But China is experiencing another bonanza, too. It doesn't get the headlines commanded by economic figures, but it catches the attention of geologists and anyone with an interest in the history of life on Earth. What's at issue is the absolute tsunami of fossil specimens that are dug up in China and make their way around the world.

The main period for discovering important fossils in the U.S. is probably in the past. To be sure, there are dinosaur finds in Montana from time to time, and other fossils come to light on occasion around the nation. But simply because we've had scientific expeditions looking for fossils within our national boundaries for well over a century, the rate at which we discover significant fossils these days is rather small.

In contrast to the U.S., China didn't have people looking for fossils within its borders until quite recently. Locked in poverty and separated for a time from much of the world through the Cold War, the Chinese had other issues to deal with besides trying to unravel the ancient history of life on the planet.

But all of that has changed in recent years. Both scientific and private efforts have been mounted to find fossils in certain Chinese rocks, and the efforts have been enormously successful. The flood of fossils that has emerged is flowing into Chinese museums, into museums overseas, and into the hands of private collectors.

There's a lot of money at stake these days in the world of fossils. A complete specimen of a transitional type of species of a dino-bird fetches a king's ransom on the international market. Ditto for certain specimens of enormous swimming reptiles or pretty nearly any other species that's large, interesting or fierce-looking.

But here's a simple fact about fossils. Usually what you find in a rock is only part of one individual's remains. In other words, it's not so hard to find a part of a dinosaur - I stumbled across one isolated dino bone myself when I was younger. But it's truly rare to find all the bones and teeth of a particular individual, laid out neatly and just waiting for you.

There often is real scientific value in just a part of a fossil. Incomplete specimens can mean a lot to experts. But, for obvious reasons, the price of a complete fossil is extremely high compared to the price an isolated bone or tooth will fetch.

Many of the fossils being found today in China first come to the attention of farmers who simply find a rock in their field with part of a fossil in it. From the point of view of some farmers, adding to that first rock with part of another is not so difficult. Just for example, imagine you and I both become fossils in the same siltstone bed, but the fossil version of me ends up missing an arm because a predator carried it off after my death. It might occur to a farmer to "add" an arm to my fossil remains from another specimen - like you. This creates a mixed fossil, one that represents the same species, but that has two individuals in it.

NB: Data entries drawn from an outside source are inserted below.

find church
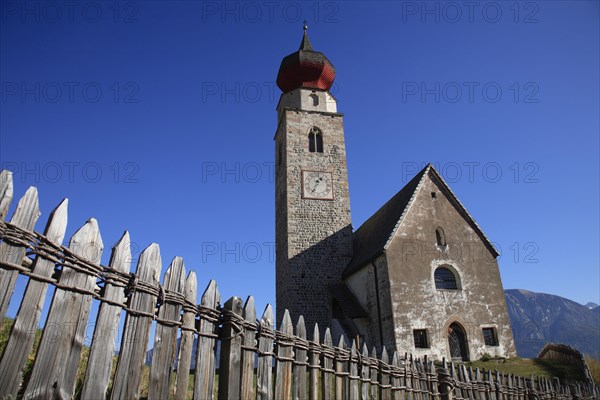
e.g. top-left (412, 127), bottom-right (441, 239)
top-left (275, 26), bottom-right (516, 361)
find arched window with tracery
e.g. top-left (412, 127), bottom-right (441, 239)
top-left (308, 127), bottom-right (323, 153)
top-left (435, 226), bottom-right (446, 246)
top-left (433, 266), bottom-right (460, 290)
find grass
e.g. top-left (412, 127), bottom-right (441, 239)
top-left (467, 358), bottom-right (584, 381)
top-left (585, 356), bottom-right (600, 384)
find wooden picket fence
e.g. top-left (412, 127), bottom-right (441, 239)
top-left (0, 171), bottom-right (600, 400)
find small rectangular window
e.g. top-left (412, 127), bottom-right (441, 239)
top-left (483, 328), bottom-right (498, 346)
top-left (413, 329), bottom-right (429, 349)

Even more problematic is that a farmer might not have another human bone to complete the fossil version of me. In that case, he might add whatever he has on hand that seems most suitable, something from another species of animal. This creates a chimera, an animal that never lived at all.

Farmers and local fossil dealers can fetch high prices for specimens they create in such a way. And according to a recent article in the journal Science, it looks like the majority of fossil specimens coming out of China have been doctored.

It's all a crying shame. It would be better to have incomplete evidence of an animal than to have "specimens" that have been carved, forced together, or otherwise corrupted.

I surely don't begrudge Chinese peasants any extra income they can get. But I do regret the loss of scientifically meaningful evidence of life's rich history on Earth.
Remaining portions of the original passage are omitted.